Había algún detalle en todo aquello a lo que debía prestar atención, si podía averiguar lo que era.

—En simples dólares sí que lo es. Pero yo soy un hombre de principios. Mis razones para exigir ese dinero no tienen tanto que ver con su valor real como con su… valor simbólico.

¿Simbólico?

Sanso sacó un pañuelo de su bolsillo y empezó a secar el vino de su camisa.

—El dinero me pertenece. La DEA me lo robó el año pasado asociándose con un traidor como tu padre —continuó—, y yo estoy decidido a reclamarlo. Es mío por derecho, y no tolero a los ladrones que se entrometen en mi trabajo duro. No se puede poner precio a la reputación de un hombre.

—Pero puedes poner precio a la vida de mi padre.

—Tengo que hacerlo. Es muy simple: tú me das el millón de dólares, yo te doy la vida de tu padre.

Janeal no se creía una sola palabra: ni que el dinero fuera suyo, ni que fuera a perdonar la vida de su padre a cambio, ni siquiera que fuera cierto que había tanto, tanto en juego como Sanso le había hecho creer. Por primera vez aquella tarde, el miedo la golpeó de lleno en el corazón, un miedo punzante de pensar que su padre no confiaba en ella, que no le contaba todo, que no la incluía de lleno en la verdad de su vida.

Janeal se puso en pie, intentando romper algo que sólo podía describir como un tirón gravitacional hacia aquel horrible hombre que comerciaba con vidas y mentiras con tanta facilidad. Caminó sobre la circunferencia del sofá hasta el lado opuesto de la mesa de café.

—Encontraré el dinero, y dejaremos este lugar con tanta rapidez que no podrás localizarnos.

Sanso rodeó con su puño el pañuelo arrugado y examinó sus uñas.

—Tengo pasaportes para todos los países de América del Norte y del Sur, además de muchos otros. No creo que quieras que te persiga alguien como yo.

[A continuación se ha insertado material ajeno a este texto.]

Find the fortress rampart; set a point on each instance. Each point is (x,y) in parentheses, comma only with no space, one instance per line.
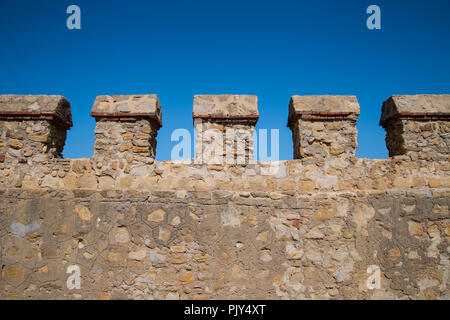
(325,225)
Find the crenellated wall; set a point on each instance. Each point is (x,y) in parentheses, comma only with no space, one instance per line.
(325,225)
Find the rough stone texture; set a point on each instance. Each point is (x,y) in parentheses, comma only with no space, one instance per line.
(417,126)
(323,126)
(127,127)
(225,106)
(296,229)
(223,124)
(33,128)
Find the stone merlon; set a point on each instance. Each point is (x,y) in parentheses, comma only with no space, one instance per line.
(127,107)
(416,107)
(323,108)
(226,108)
(53,108)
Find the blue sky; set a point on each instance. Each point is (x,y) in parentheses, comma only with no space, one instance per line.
(272,49)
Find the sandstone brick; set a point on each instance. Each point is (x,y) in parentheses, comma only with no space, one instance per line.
(157,216)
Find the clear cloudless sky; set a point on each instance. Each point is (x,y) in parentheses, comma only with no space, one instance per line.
(272,49)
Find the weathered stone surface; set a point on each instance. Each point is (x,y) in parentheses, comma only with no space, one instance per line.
(225,106)
(319,227)
(420,103)
(146,105)
(323,127)
(417,126)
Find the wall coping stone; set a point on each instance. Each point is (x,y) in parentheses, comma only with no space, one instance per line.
(54,108)
(420,107)
(127,108)
(323,108)
(226,108)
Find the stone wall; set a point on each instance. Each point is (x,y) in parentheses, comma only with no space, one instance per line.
(329,227)
(224,126)
(33,127)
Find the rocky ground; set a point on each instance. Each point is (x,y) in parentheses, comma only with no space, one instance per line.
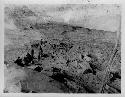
(55,57)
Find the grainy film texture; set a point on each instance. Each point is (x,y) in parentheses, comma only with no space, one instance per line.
(62,48)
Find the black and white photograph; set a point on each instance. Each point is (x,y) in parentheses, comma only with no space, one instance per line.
(62,48)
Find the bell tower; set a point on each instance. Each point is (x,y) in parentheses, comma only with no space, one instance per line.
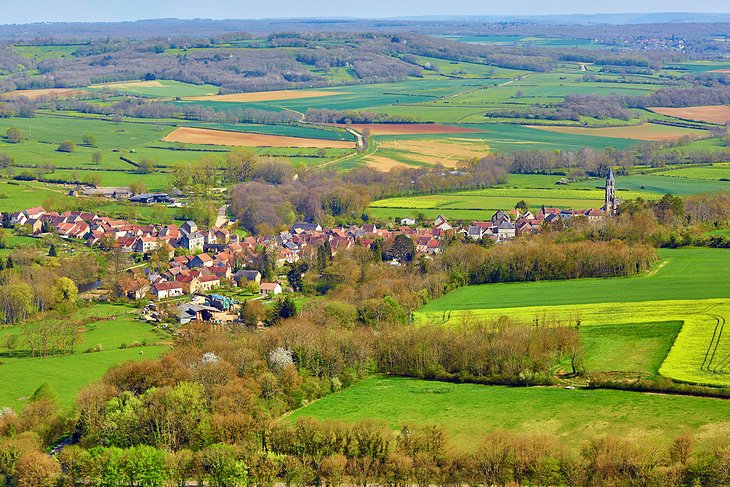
(610,206)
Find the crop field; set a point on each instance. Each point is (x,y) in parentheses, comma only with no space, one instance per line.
(715,172)
(20,195)
(413,128)
(21,375)
(448,152)
(683,288)
(712,114)
(660,184)
(189,135)
(470,412)
(158,88)
(265,96)
(647,131)
(44,51)
(487,201)
(638,350)
(43,92)
(505,137)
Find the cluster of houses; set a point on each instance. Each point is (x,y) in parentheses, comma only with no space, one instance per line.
(214,256)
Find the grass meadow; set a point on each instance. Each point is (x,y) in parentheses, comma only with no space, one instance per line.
(21,375)
(469,412)
(685,287)
(481,203)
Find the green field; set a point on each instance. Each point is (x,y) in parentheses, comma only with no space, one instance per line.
(685,287)
(638,350)
(470,412)
(661,184)
(683,274)
(21,375)
(715,172)
(482,203)
(22,195)
(165,89)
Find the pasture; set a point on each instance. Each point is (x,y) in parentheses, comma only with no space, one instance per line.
(265,96)
(659,184)
(683,288)
(158,88)
(689,273)
(21,374)
(43,93)
(714,172)
(487,201)
(190,135)
(469,412)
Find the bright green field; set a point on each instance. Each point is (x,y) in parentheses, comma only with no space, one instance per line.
(20,375)
(469,412)
(661,184)
(638,350)
(715,172)
(685,287)
(683,274)
(22,195)
(168,89)
(487,201)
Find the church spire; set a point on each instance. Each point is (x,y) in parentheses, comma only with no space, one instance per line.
(610,206)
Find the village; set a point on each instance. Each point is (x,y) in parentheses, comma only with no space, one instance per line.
(202,266)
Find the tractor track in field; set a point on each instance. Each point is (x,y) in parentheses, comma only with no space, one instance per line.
(714,344)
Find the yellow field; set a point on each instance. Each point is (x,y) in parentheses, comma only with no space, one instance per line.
(264,96)
(188,135)
(447,152)
(647,131)
(712,114)
(700,354)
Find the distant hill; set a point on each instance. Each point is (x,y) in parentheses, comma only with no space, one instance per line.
(616,19)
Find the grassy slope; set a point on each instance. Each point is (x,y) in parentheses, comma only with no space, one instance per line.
(687,274)
(469,412)
(20,374)
(639,349)
(686,288)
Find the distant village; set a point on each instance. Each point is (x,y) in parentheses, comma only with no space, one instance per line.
(200,262)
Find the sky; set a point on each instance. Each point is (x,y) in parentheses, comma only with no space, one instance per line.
(25,11)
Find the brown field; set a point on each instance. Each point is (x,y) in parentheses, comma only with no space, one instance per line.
(51,92)
(384,164)
(447,152)
(189,135)
(711,114)
(647,131)
(411,129)
(130,84)
(264,96)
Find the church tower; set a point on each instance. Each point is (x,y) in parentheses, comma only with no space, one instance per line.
(610,194)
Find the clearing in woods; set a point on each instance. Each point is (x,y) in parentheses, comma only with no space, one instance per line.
(645,131)
(711,114)
(265,96)
(189,135)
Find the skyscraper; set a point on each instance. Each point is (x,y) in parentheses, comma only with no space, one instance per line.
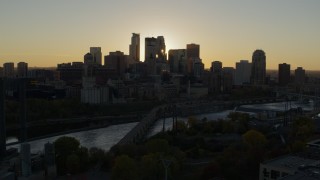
(97,55)
(284,74)
(22,69)
(193,51)
(117,61)
(155,55)
(88,58)
(8,69)
(1,71)
(177,58)
(243,72)
(216,66)
(193,56)
(299,76)
(155,48)
(150,49)
(258,72)
(134,48)
(2,120)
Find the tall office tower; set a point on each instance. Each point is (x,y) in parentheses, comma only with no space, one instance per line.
(22,69)
(2,120)
(284,74)
(177,58)
(88,58)
(299,76)
(117,61)
(258,71)
(216,66)
(193,51)
(227,78)
(161,49)
(193,56)
(1,71)
(97,55)
(155,55)
(134,48)
(242,72)
(150,49)
(8,69)
(155,48)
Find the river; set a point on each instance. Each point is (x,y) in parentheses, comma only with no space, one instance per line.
(105,138)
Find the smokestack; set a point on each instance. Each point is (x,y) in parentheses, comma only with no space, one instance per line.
(2,119)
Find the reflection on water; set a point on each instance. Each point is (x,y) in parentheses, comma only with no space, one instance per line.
(103,138)
(281,106)
(168,122)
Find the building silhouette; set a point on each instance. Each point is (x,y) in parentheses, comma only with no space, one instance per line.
(242,72)
(134,48)
(117,61)
(177,60)
(193,50)
(1,71)
(216,66)
(8,69)
(299,76)
(284,74)
(96,54)
(22,69)
(88,58)
(2,120)
(155,55)
(258,70)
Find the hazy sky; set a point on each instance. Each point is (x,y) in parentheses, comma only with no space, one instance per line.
(47,32)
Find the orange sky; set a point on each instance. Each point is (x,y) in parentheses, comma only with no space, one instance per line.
(44,33)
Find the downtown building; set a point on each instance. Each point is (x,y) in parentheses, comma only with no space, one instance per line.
(155,55)
(8,69)
(22,69)
(284,74)
(178,61)
(134,47)
(299,76)
(96,55)
(242,72)
(117,61)
(194,62)
(258,70)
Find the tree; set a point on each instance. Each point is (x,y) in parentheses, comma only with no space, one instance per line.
(124,168)
(64,147)
(151,167)
(303,128)
(254,138)
(157,145)
(73,164)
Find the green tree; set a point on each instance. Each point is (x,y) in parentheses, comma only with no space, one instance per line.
(64,147)
(124,168)
(303,128)
(158,145)
(151,167)
(298,146)
(254,138)
(73,163)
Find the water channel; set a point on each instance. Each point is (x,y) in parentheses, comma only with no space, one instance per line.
(105,138)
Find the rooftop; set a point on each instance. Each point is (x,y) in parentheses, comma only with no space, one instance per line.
(291,162)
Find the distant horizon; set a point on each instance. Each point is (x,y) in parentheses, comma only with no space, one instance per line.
(46,33)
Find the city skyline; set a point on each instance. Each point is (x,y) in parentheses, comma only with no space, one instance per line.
(56,32)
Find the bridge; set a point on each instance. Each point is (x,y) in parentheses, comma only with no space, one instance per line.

Janeal se sentía mareada. Dejó que sus hombros se hundieran otra vez en uno de los cojines. Eso estaría bien. Tenía que aparentar estar resignada.

Tenía que haber un modo de desbaratar los planes de aquel hombre, sólo había que pensar un poco. Lo pensaría junto a su padre, que se lo explicaría todo. Con lo que ella sabía ahora encontrarían una manera de conservar el dinero y protegerse el uno al otro.

—No creo que haya ningún dinero —repitió ella, sin estar segura de por qué seguía apretando la misma tuerca.

—También crees que puede que tenga razón, suficiente para obligarte a buscar. Y cuando lo encuentres, lo tomarás, lo esconderás y me llamarás para decirme dónde está. Te daré un número antes de que te marches. Como dije, puedes confiar en mí.

—Será difícil encontrar algo que no existe.

—Te prometo una décima parte de eso que no existe para demostrártelo. Y entonces cambiarás de idea.

Janeal no estaba muy segura de lo que quería decir. ¿Una décima parte del dinero? Tenía la mente confusa. ¿Cambiar de idea?

—¿Sobre qué? —dijo en voz alta. Sentía la pesada mano de Sanso sobre su cabeza, jugando con los mechones de su pelo. ¿Se había movido?

—Sobre mí, chica. Creo que vendrás conmigo antes de que esto termine.

—Quiero ser capaz de… —¿cuál era la palabra?

—¿Qué pasa si necesito…? —se tapó los ojos con la mano—. ¿Quieres que te llame?

—Sí, chica, podrás llamarme.

Y Janeal cayó en un profundo sueño en contra de su voluntad.